А кроме того, Клод вез с собой в Париж два натюрморта, которые намеревался показать Труайону. Констан Труайон (1813–1865) тоже занимался живописью, но признание пришло к нему поздно. В ту пору ему исполнилось уже 45 лет. Вне всякого сомнения, Труайона можно назвать величайшим в истории изобразительного искусства специалистом по коровам. Каких только коров он не писал — шаролезской, пуатвинской, фрибургской, нормандской породы… «Корова, чешущая себе спину», «Корова, пасущаяся на лугу», «Белая корова», «Красная корова»… Насмотревшись на всех этих телок, поневоле захочешь стать вегетарианцем! Хотя сам Труайон, да простит нам читатель эту шутку, всю жизнь, не подозревая ни о чем дурном, питался бешеной говядиной!

Рассказывают, что Наполеон III, посетивший Салон, остановился перед полотнами Труайона.

— Что-то я ничего здесь не понимаю, — сказал он. — Но это не страшно, потому что я, кажется, дурно разбираюсь в живописи…

Несмотря на нелестный отзыв императора, картины Труайона продавались по шесть тысяч франков!

Именно Буден посоветовал Моне:

— Когда будешь в Париже, поступи в ученики к Труайону — конечно, если сможешь и если захочешь. Он живет у заставы Рошешуар, там, где проходит дозорный путь. Я его знаю, он человек добродушный и добросовестный. Мы познакомились, когда он приезжал сюда писать не то «Ухаб», не то «Долину Тук»…

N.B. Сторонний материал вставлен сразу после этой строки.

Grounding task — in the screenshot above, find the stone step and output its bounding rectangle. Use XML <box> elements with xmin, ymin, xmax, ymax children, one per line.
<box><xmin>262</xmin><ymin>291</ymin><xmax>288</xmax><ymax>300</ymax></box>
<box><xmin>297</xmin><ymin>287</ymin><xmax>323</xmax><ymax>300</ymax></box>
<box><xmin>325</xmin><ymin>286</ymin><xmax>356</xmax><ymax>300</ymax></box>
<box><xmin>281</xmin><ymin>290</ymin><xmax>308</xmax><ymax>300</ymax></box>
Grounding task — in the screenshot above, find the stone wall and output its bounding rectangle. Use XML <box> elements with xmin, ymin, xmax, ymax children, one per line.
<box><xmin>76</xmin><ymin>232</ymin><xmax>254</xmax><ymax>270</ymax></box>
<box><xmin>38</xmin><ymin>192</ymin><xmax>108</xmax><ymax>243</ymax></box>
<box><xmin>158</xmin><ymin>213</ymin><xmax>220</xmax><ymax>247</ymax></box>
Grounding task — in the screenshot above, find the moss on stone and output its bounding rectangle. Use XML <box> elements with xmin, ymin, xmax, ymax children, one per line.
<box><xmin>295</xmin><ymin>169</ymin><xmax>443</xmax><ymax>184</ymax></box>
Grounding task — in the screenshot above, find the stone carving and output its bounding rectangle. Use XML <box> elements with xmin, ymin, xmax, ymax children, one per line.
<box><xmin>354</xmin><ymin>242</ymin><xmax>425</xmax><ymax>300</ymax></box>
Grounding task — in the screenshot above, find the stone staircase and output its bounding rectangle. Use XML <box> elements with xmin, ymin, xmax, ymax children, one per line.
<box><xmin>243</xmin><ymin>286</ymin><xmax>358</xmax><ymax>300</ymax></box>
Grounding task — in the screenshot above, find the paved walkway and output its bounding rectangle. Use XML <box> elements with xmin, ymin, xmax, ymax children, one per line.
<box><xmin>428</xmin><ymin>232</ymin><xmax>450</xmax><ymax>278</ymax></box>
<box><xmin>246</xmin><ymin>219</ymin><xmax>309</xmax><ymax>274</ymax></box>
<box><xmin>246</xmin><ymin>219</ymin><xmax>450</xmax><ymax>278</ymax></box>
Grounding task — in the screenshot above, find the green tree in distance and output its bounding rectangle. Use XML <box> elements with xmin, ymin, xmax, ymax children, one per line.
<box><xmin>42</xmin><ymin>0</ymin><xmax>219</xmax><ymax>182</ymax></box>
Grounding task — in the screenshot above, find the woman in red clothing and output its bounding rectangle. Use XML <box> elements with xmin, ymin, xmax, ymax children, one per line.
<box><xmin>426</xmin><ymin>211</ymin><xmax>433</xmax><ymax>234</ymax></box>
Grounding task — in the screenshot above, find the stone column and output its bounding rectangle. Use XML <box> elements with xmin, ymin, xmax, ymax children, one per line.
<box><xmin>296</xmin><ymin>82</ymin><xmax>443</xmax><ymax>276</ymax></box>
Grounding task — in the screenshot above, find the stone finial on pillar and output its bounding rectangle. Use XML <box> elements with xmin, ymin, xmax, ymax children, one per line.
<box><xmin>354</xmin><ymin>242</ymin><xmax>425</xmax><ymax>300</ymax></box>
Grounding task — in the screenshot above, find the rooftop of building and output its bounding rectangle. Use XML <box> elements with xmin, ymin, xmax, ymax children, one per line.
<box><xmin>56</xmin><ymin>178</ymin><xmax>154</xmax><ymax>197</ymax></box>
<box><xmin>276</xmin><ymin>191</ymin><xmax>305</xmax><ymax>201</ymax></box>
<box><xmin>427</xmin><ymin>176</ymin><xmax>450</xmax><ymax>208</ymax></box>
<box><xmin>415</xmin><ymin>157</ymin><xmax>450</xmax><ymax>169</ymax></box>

И вот Моне робко протянул Труайону две свои картины.

— Ну что же, дорогой мой, у вас есть чувство цвета! — сказал мастер. — Вы умеете произвести впечатление, но вам необходимо серьезно заниматься. То, что вы делаете, выглядит очень мило, но немного легковесно. Легкость свою вы не потеряете, но, если хотите прислушаться к моему совету и всерьез посвятить себя искусству, поступите для начала в какую-нибудь студию академического толка, где учат рисунку. Вам надо учиться рисовать — это то, чего сегодня не хватает почти всем вам. Поверьте, я не ошибаюсь. Рисунок и еще раз рисунок! Чем больше вы будете рисовать, тем лучше. Впрочем, не пренебрегайте и живописью. Время от времени выезжайте в деревню на этюды и не жалейте сил на их отработку. Посетите Лувр, сделайте пару-тройку копий. И почаще заглядывайте ко мне. Приносите свои работы. Одним словом, смелее, вперед! У вас получится.

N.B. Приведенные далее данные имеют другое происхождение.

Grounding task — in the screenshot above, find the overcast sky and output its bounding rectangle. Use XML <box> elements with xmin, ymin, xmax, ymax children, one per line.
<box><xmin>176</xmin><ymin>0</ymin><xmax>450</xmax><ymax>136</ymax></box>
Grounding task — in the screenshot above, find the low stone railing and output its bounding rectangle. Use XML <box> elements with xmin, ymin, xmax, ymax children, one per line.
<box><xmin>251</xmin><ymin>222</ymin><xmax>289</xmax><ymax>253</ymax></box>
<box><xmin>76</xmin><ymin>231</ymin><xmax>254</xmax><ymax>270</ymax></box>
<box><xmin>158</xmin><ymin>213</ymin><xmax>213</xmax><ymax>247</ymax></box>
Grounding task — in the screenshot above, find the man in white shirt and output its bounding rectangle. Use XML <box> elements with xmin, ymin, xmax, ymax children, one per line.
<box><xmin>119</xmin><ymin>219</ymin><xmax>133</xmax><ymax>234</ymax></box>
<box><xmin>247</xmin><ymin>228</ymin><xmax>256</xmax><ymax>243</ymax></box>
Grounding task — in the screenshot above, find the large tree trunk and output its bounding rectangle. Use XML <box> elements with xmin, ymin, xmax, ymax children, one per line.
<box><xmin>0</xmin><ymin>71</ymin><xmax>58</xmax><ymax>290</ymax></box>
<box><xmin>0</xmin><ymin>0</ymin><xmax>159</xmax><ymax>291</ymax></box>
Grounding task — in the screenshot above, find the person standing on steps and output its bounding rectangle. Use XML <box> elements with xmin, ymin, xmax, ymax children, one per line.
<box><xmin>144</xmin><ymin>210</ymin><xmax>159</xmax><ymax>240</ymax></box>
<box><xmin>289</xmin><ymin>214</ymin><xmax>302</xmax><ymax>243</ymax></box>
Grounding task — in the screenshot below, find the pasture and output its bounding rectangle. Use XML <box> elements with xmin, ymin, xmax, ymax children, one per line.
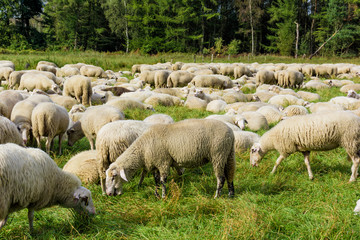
<box><xmin>0</xmin><ymin>53</ymin><xmax>360</xmax><ymax>239</ymax></box>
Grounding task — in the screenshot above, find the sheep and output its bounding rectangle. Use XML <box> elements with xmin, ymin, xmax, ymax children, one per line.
<box><xmin>106</xmin><ymin>119</ymin><xmax>236</xmax><ymax>198</ymax></box>
<box><xmin>206</xmin><ymin>100</ymin><xmax>227</xmax><ymax>113</ymax></box>
<box><xmin>250</xmin><ymin>111</ymin><xmax>360</xmax><ymax>182</ymax></box>
<box><xmin>63</xmin><ymin>75</ymin><xmax>92</xmax><ymax>106</ymax></box>
<box><xmin>234</xmin><ymin>131</ymin><xmax>260</xmax><ymax>154</ymax></box>
<box><xmin>0</xmin><ymin>143</ymin><xmax>95</xmax><ymax>232</ymax></box>
<box><xmin>19</xmin><ymin>72</ymin><xmax>61</xmax><ymax>93</ymax></box>
<box><xmin>256</xmin><ymin>106</ymin><xmax>284</xmax><ymax>124</ymax></box>
<box><xmin>190</xmin><ymin>75</ymin><xmax>233</xmax><ymax>89</ymax></box>
<box><xmin>154</xmin><ymin>70</ymin><xmax>171</xmax><ymax>88</ymax></box>
<box><xmin>347</xmin><ymin>89</ymin><xmax>360</xmax><ymax>99</ymax></box>
<box><xmin>0</xmin><ymin>67</ymin><xmax>14</xmax><ymax>81</ymax></box>
<box><xmin>31</xmin><ymin>102</ymin><xmax>70</xmax><ymax>155</ymax></box>
<box><xmin>80</xmin><ymin>65</ymin><xmax>108</xmax><ymax>78</ymax></box>
<box><xmin>96</xmin><ymin>120</ymin><xmax>152</xmax><ymax>194</ymax></box>
<box><xmin>63</xmin><ymin>150</ymin><xmax>100</xmax><ymax>184</ymax></box>
<box><xmin>144</xmin><ymin>93</ymin><xmax>184</xmax><ymax>107</ymax></box>
<box><xmin>241</xmin><ymin>112</ymin><xmax>269</xmax><ymax>131</ymax></box>
<box><xmin>105</xmin><ymin>97</ymin><xmax>154</xmax><ymax>111</ymax></box>
<box><xmin>283</xmin><ymin>105</ymin><xmax>309</xmax><ymax>117</ymax></box>
<box><xmin>0</xmin><ymin>116</ymin><xmax>25</xmax><ymax>146</ymax></box>
<box><xmin>66</xmin><ymin>105</ymin><xmax>125</xmax><ymax>150</ymax></box>
<box><xmin>256</xmin><ymin>70</ymin><xmax>276</xmax><ymax>87</ymax></box>
<box><xmin>143</xmin><ymin>113</ymin><xmax>174</xmax><ymax>124</ymax></box>
<box><xmin>0</xmin><ymin>90</ymin><xmax>24</xmax><ymax>119</ymax></box>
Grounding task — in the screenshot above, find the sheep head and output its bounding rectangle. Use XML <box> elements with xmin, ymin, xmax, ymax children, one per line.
<box><xmin>105</xmin><ymin>164</ymin><xmax>128</xmax><ymax>196</ymax></box>
<box><xmin>250</xmin><ymin>143</ymin><xmax>264</xmax><ymax>167</ymax></box>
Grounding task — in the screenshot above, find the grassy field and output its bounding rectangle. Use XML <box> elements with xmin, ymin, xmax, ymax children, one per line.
<box><xmin>0</xmin><ymin>53</ymin><xmax>360</xmax><ymax>239</ymax></box>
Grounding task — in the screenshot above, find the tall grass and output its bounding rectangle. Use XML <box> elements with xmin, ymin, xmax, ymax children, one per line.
<box><xmin>0</xmin><ymin>53</ymin><xmax>360</xmax><ymax>239</ymax></box>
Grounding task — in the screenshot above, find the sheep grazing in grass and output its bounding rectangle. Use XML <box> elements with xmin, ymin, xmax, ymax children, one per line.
<box><xmin>106</xmin><ymin>119</ymin><xmax>236</xmax><ymax>198</ymax></box>
<box><xmin>31</xmin><ymin>102</ymin><xmax>70</xmax><ymax>154</ymax></box>
<box><xmin>250</xmin><ymin>111</ymin><xmax>360</xmax><ymax>182</ymax></box>
<box><xmin>0</xmin><ymin>143</ymin><xmax>95</xmax><ymax>231</ymax></box>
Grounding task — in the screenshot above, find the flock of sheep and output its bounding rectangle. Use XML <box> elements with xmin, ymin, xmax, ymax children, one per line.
<box><xmin>0</xmin><ymin>60</ymin><xmax>360</xmax><ymax>232</ymax></box>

— В общем-то мне нравится, как работает Труайон, — позже говорил Моне Будену. — Вот только тени он зачерняет…

Черный цвет всегда раздражал его неимоверно. В конце концов он просто изгнал его со своей палитры.

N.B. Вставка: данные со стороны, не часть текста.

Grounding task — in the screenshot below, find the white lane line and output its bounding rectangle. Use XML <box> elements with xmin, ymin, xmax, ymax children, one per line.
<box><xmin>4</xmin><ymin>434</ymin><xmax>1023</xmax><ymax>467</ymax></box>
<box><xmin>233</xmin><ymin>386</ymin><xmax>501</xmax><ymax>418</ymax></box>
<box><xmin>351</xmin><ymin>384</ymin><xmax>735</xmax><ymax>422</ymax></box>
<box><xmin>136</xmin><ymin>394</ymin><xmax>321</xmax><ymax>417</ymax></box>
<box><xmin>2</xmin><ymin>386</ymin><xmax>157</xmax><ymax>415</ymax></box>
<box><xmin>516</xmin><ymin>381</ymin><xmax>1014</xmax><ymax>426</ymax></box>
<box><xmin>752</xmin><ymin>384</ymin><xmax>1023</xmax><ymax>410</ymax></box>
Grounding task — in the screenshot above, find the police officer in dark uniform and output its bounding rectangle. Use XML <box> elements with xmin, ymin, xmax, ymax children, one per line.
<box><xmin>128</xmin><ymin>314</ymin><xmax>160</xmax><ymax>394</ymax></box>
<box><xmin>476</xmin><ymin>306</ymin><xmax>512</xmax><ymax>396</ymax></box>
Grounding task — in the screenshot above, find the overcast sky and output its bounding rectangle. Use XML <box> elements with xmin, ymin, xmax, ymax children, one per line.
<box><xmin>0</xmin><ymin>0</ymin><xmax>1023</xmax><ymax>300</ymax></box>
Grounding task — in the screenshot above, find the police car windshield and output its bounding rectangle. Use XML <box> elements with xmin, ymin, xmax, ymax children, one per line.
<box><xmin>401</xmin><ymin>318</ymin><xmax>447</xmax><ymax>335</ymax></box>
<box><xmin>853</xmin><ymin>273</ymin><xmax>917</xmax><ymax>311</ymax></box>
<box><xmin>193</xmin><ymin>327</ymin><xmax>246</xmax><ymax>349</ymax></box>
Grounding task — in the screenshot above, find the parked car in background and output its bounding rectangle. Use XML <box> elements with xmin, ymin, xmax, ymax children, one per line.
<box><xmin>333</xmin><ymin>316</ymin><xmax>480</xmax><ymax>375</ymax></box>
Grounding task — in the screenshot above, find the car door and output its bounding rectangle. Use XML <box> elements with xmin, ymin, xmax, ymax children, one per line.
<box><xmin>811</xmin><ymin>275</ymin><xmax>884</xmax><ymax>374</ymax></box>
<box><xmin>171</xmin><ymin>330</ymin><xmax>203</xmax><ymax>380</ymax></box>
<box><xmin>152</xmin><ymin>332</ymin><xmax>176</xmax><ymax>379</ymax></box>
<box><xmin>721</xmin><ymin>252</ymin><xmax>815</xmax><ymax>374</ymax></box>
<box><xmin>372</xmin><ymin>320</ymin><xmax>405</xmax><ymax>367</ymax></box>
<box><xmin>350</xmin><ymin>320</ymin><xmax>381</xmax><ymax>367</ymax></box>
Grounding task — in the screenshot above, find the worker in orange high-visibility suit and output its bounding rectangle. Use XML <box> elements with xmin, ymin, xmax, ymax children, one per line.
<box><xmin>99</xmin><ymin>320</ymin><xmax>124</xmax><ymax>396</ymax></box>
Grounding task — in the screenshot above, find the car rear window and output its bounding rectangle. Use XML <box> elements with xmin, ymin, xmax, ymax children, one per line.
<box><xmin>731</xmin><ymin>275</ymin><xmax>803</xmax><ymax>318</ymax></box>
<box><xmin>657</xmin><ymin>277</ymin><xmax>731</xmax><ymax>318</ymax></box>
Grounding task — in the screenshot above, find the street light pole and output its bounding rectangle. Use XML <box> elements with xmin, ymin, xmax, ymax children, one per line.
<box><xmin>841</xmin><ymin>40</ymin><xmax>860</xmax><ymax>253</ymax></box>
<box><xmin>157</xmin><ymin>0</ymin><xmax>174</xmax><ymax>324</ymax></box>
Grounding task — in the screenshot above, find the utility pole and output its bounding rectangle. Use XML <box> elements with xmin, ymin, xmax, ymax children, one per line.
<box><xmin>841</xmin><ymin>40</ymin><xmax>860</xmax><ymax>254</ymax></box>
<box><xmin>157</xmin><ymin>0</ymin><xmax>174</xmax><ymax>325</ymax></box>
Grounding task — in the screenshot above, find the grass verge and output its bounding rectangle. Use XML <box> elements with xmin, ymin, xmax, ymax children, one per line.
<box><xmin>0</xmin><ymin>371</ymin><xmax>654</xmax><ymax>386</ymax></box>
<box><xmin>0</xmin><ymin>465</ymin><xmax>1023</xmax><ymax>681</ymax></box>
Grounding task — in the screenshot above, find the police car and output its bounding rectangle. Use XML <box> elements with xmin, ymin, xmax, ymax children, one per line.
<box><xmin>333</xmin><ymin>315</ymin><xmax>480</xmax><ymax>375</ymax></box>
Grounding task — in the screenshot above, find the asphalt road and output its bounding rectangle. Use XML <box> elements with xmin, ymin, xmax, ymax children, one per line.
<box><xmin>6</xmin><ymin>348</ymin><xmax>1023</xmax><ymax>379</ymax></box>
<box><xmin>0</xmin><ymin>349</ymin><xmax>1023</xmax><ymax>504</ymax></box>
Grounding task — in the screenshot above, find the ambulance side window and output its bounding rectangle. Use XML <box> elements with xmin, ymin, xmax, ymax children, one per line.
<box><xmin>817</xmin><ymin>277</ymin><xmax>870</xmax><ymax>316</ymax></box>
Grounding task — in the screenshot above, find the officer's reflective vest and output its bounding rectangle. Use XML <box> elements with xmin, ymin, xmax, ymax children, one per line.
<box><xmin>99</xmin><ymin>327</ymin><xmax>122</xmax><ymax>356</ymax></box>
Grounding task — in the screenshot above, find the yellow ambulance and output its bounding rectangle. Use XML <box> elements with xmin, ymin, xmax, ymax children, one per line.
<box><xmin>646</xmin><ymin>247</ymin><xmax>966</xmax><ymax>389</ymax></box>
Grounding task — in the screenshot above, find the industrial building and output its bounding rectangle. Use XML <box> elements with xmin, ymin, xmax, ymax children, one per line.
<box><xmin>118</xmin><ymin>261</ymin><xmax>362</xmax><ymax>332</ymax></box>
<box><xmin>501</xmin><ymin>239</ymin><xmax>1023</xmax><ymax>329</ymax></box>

— Черное — это не цвет! — с яростью восклицал он.

По этой самой причине Моне никогда не любил творчества англичанина Тернера. Однажды, рассматривая одну из его картин, он обронил:

— И это и есть ваш великий Тернер? Вот эта коричневая мазня?..

Еще более категорично высказался по его поводу Ренуар:

— Тернер? Да он пишет шоколадом!

По совету Труайона Моне решил провести зиму в Париже, в этом «ошеломляющем Париже» — работать в студии, а к весне, когда природа вновь обретет свои краски, вернуться в Гавр и писать пейзажи. Как сообщает Даниель Вильденштейн[1], «этот план получил одобрение Адольфа Моне и тетушки Лекадр». Ему порекомендовали мастерскую Тома Кутюра — бывшего ученика Гро и обладателя второй премии Римской академии за 1837 год. Кутюр готовил своих учеников к поступлению в Школу изящных искусств. Но Моне, после первого же занятия, решительно отказался продолжать у него обучение. Тому было две причины. Во-первых, уроки Кутюра стоили дорого. Во-вторых, живопись учителя внушала ему ненависть («Жалкий подражатель Делакруа! Его картины ужасны и плохо проработаны!»), равно как и его характер — «насмешливый, грубый и гневливый».

— Попробуйте поступить в Академию папаши Сюисса, — посоветовали Моне. — Может, там вам больше понравится…

Академия Сюисса! Заведение со столь звучным названием ютилось в более чем скромном помещении, в полумансарде дома номер 4 на набережной Орфевр, на острове Сите. Ученики сидели на простых скамьях, старику-учителю явно не хватало требовательности, зато здесь царила атмосфера искренности и непосредственности, полюбившаяся Клоду, как, впрочем, и другим студийцам, в числе которых оказался и Писсарро.

«Мне здесь очень нравится! — писал Моне Будену. — И я вовсю упражняюсь в рисунке!»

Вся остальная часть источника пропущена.